The Neurologic Complications of COVID-19 

The neurologic features of COVID-19 infection still remain under investigation as a growing number of reports indicates the potential for cognitive symptoms in certain patient cases. Recent research has examined high-resolution magnetic resonance imagery to reveal microvascular brain injury and inflammation in COVID-19 patients who have died, however, no evidence of direct SARS-CoV-2 viral attack in tissue samples has been reported.  The damage is reportedly caused by thinning and leaky brain blood vessels tied to the viral infection, per a letter recently published in the New England Journal of Medicine.

Neurologic Features of COVID-19

Led by Avindra Nath, MD, clinical director of the National Institute of Neurological Disorders and Stroke (NINDS), a team of researchers conducted a study examining brain tissue samples of COVID-19 patients – 16 cases from the New York City chief medical examiner’s office and 3 from the University of Iowa. Ages ranged from 5 to 73 with a median of 50; 14 patients had chronic illnesses, including diabetes and hypertension, and 11 had been found dead or had died suddenly.

The study’s authors analyzed 11.7T MRI images of 13 patients at 25 μm resolution for the olfactory bulb and at 100 μm for the brain along with conventional histopathological brain exams of 18 patients.

Of 16 patients with available medical histories, 1 experienced delirium, 5 had mild respiratory symptoms, 4 presented with acute respiratory distress syndrome, 2 had pulmonary embolism, and the symptoms were unknown in the case of 3 patients.

Microvascular Injury Present

The research team reported that magnetic resonance microscopy revealed punctate hyperintensities representing areas of microvascular injury and fibrinogen leakage in 9 cases that directly correlated with histopathological exams which showed the thinning of the basal lamina of endothelial cells. At the same time, they found that punctate hyperintensities in 10 patients corresponded to congested blood vessels with areas of fibrinogen leakage and relatively intact vasculature. Perivascular-activated microglia, macrophage infiltrates, and hypertrophic astrocytes were observed in 13 patients, while in 8 cases T cells were found in perivascular spaces and in lumens adjacent to endothelial cells.

They also observed minimal perivascular inflammation but no vascular occlusion which was consistent with the findings of prior research. However, there was no evidence of direct viral attack in any of the patients.

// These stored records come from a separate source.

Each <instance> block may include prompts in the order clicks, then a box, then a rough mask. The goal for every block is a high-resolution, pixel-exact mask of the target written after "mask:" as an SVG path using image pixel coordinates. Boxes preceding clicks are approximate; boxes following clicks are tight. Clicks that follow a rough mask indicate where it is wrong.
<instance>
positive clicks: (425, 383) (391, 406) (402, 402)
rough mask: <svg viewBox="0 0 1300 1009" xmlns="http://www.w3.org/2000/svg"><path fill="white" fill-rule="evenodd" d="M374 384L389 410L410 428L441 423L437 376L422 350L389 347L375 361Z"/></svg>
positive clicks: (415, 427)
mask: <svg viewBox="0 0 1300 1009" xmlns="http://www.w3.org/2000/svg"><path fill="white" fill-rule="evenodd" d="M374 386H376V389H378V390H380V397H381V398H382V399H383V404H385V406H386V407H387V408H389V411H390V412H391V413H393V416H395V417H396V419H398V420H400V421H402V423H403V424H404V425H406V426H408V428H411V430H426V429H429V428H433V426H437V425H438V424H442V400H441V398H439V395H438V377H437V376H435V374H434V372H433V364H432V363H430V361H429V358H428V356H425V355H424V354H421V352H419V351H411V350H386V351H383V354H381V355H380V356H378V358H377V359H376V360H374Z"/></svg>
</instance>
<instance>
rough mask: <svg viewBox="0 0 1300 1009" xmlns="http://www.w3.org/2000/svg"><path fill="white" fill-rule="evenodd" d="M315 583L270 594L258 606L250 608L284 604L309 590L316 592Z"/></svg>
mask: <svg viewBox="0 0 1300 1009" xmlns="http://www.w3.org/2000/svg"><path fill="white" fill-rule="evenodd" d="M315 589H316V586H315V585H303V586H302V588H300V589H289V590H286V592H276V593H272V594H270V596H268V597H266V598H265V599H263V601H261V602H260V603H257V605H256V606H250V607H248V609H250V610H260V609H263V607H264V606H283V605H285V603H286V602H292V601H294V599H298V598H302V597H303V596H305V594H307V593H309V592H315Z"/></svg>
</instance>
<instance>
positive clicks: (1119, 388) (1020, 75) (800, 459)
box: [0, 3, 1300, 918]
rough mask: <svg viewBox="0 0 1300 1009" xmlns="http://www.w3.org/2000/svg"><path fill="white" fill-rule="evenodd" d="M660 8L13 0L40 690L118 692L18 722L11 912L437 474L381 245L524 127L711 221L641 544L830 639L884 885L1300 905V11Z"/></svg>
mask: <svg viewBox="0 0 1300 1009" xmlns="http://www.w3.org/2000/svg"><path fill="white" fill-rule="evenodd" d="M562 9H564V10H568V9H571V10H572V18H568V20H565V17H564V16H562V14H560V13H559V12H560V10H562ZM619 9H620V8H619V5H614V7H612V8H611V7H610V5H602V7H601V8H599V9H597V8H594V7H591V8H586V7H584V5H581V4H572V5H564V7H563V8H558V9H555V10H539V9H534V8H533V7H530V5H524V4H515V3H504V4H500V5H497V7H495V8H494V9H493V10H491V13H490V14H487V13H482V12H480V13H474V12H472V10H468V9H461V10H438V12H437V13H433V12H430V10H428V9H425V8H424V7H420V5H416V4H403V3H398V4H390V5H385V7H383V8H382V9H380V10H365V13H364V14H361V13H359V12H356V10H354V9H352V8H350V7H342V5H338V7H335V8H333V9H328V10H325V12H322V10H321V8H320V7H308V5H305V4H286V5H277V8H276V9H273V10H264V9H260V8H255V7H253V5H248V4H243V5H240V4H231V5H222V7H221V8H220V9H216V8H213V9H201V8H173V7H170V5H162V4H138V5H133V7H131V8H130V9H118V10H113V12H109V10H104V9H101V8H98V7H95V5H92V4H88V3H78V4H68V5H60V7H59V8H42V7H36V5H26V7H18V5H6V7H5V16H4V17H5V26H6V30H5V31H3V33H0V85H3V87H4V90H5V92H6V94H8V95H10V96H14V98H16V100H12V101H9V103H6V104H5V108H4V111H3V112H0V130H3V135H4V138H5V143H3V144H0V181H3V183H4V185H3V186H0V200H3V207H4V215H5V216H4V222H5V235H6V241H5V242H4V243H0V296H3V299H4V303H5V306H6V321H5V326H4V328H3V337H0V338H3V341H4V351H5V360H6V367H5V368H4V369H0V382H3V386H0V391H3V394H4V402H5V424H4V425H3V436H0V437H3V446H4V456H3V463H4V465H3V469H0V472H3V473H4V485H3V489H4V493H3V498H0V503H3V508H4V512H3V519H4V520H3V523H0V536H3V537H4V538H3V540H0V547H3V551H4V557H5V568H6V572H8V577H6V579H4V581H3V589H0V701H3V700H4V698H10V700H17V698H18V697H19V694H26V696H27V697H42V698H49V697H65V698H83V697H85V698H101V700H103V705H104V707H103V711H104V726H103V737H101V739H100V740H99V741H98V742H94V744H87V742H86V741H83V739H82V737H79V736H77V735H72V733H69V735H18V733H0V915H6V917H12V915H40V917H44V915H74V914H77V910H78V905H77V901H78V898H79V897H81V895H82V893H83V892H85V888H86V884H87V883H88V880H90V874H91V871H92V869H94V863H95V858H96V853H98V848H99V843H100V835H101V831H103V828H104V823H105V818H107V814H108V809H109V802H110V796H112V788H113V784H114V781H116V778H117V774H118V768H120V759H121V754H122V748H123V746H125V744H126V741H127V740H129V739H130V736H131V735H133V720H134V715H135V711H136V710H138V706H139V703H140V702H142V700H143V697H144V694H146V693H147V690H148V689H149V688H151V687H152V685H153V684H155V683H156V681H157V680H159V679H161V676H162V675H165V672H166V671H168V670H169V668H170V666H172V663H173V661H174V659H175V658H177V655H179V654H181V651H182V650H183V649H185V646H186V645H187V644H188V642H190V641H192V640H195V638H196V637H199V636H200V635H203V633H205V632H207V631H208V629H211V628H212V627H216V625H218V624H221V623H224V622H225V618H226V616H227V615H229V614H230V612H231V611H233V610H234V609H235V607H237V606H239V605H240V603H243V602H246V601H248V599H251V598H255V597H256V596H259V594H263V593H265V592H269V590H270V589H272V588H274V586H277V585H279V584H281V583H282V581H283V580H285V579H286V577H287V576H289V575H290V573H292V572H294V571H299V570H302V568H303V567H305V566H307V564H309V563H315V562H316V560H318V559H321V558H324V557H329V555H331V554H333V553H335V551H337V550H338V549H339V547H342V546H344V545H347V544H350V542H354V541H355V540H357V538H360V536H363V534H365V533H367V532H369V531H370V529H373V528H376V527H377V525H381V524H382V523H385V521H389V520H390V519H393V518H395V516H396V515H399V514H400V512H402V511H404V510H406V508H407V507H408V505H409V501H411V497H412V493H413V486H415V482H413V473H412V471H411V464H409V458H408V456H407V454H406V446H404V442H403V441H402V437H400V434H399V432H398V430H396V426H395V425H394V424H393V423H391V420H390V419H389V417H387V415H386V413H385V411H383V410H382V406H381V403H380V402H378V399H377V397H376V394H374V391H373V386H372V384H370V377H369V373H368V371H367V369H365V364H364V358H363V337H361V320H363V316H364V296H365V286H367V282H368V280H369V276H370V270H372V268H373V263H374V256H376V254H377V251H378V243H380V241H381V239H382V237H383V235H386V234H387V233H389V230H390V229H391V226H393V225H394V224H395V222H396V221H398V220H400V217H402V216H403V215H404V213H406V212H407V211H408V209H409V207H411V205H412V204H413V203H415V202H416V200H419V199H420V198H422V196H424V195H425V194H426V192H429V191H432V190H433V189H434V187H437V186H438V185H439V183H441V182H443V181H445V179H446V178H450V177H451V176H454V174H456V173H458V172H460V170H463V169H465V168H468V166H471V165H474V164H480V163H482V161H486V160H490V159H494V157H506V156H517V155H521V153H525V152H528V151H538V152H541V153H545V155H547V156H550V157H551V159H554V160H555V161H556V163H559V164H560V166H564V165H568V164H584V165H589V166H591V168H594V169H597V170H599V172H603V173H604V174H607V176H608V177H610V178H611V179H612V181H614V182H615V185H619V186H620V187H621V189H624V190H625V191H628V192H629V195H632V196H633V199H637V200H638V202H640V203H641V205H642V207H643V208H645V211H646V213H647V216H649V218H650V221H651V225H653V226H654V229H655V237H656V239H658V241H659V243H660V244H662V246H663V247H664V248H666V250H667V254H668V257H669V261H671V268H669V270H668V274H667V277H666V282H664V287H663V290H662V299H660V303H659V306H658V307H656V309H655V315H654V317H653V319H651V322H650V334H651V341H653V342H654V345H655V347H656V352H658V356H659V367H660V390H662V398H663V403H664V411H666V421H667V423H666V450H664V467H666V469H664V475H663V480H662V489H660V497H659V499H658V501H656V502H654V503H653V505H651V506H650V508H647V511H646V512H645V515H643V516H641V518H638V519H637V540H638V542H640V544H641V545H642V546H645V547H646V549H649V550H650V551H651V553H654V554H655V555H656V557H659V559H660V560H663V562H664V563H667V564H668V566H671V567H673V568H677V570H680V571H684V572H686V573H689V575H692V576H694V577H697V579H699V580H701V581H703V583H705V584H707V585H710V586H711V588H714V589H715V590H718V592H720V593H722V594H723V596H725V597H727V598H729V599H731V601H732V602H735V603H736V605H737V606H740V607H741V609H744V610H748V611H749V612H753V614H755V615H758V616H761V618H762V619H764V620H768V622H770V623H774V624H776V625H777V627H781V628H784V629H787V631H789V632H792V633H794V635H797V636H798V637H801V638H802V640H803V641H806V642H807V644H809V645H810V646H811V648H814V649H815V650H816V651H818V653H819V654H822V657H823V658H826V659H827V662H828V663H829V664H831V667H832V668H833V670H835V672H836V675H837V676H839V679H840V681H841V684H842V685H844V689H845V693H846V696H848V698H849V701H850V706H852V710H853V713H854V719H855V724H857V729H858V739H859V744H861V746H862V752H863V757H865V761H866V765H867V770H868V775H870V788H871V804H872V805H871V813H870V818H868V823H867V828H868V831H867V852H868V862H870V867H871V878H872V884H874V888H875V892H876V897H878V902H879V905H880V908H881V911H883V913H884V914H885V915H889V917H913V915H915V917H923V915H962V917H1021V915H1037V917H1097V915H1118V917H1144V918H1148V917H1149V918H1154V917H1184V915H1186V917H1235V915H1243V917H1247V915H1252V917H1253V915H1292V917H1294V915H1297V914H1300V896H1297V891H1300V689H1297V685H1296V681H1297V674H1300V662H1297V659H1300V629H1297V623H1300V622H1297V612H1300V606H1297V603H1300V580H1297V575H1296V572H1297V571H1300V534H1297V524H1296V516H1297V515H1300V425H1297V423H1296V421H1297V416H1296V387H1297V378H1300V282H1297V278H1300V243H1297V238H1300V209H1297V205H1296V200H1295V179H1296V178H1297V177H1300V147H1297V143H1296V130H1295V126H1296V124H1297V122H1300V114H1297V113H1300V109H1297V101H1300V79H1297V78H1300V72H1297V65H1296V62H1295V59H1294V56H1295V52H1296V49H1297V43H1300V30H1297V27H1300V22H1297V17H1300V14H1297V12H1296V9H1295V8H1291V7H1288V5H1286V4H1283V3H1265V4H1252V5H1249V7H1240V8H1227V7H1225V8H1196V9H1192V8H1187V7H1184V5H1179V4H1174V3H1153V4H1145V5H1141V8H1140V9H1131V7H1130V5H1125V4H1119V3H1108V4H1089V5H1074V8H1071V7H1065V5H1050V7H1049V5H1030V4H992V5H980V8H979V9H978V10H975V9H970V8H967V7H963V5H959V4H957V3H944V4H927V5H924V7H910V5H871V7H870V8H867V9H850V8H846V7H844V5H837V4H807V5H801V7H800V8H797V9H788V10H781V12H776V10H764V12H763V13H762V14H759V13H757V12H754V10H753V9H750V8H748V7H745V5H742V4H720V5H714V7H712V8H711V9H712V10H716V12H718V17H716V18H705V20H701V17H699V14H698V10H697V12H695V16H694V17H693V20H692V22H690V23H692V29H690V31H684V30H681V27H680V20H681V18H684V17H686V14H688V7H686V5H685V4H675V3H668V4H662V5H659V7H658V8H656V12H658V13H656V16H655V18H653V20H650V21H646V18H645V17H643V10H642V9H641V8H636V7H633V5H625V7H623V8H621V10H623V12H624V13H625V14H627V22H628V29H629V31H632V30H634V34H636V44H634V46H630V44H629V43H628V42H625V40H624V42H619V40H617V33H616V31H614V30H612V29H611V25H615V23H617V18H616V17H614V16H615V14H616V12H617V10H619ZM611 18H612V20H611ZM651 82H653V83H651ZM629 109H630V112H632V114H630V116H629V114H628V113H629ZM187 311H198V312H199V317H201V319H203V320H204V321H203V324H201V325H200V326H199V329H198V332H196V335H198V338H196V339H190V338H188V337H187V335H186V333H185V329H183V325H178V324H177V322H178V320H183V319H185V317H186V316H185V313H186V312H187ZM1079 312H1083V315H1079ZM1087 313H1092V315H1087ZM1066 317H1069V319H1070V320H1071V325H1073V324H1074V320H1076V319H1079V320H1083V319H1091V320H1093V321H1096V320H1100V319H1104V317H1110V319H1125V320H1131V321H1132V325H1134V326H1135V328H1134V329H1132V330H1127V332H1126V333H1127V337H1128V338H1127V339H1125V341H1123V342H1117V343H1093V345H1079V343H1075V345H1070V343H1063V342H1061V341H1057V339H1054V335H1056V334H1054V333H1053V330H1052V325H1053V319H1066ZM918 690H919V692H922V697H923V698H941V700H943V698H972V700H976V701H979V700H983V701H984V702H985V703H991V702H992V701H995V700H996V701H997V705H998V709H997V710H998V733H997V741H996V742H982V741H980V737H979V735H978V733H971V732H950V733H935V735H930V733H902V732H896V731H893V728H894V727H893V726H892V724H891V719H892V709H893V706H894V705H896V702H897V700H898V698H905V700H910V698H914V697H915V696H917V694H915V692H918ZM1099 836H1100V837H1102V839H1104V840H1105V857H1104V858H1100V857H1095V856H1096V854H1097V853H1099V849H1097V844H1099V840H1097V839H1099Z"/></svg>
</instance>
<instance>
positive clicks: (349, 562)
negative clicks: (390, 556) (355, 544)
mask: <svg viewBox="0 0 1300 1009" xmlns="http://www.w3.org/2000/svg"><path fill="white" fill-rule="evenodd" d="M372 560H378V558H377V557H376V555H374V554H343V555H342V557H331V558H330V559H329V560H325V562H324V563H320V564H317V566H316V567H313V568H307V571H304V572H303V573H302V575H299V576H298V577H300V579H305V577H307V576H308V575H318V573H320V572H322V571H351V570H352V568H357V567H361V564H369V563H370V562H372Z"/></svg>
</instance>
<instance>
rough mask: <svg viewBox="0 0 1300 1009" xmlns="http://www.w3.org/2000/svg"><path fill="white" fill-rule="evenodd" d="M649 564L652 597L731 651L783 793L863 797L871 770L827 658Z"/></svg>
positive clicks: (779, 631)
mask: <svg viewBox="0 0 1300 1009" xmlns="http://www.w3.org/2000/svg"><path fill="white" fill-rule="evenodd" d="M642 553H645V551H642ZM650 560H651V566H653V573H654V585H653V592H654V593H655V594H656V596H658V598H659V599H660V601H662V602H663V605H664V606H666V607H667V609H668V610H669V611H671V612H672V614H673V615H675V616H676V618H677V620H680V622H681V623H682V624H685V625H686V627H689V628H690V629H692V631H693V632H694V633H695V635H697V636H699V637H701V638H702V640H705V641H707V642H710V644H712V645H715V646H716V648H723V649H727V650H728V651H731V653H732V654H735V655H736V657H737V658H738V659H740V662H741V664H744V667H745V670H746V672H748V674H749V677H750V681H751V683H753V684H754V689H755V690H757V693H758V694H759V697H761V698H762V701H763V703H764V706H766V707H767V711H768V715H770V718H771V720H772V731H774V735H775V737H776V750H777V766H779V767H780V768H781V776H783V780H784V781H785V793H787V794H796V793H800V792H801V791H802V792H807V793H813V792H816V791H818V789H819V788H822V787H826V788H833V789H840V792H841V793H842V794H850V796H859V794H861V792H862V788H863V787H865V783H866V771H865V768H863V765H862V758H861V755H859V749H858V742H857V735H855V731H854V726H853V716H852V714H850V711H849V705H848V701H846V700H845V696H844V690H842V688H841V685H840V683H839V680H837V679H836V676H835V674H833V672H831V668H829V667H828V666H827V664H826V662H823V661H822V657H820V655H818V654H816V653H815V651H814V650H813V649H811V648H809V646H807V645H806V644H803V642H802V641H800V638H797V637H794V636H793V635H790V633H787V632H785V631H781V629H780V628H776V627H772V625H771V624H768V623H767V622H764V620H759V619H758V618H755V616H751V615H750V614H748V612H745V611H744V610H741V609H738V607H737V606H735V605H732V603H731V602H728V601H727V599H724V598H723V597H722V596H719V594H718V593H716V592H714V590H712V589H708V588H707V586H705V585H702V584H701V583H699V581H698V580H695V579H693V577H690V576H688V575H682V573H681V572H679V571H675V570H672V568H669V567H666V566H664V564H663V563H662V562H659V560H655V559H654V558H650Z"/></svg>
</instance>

“The cause of this was not clear but is most likely due to damage from the immune cells or lymphocytes. We found some lymphocytes attached to the endothelial cells in the blood vessels and in the perivascular regions,” Dr. Nath told MedPage Today.

COVID-19 Virus Detection

The virus was not detected by polymerase chain reaction with multiple primer sets, RNA sequencing of several areas of the brain, or RNA in situ hybridization and immunostaining. It is possible that SARS-CoV-2 was cleared by the time of death or that viral copy numbers were below the level of detection.

“The inflammatory response is key to the neuropathogenesis of this syndrome, since we were unable to find virus in the brain,” Nath added. “The study potentially has important implications for long-term damage to several structures in the brain, particularly the olfactory bulb and the brainstem.”

Other researchers found SARS-CoV-2 RNA and protein in the brain and nasopharynx of patients who died with the virus, with highest levels of viral RNA detected in the olfactory mucous membrane. As such, further investigation is needed to determine the underlying causes of brain injury in previous cases.

“We were completely surprised,” Nath said. “Originally, we expected to see damage that is caused by a lack of oxygen. Instead, we saw multifocal areas of damage that is usually associated with stroke and neuroinflammatory disease.”

The latest findings suggest neurologic damage was not caused by direct brain infection yet with limited clinical information still available no conclusions can be drawn about how these findings relate to neurologic features of COVID-19. Currently, further studies are underway to help characterize the pattern of neuronal injury in autopsy materials. Additionally, NINDS researchers are investigating a cohort of COVID-19 patients with neurologic sequelae to identify whether they also presented with microvascular injury and whether inflammatory infiltrates can be associated with persistent neurologic symptoms.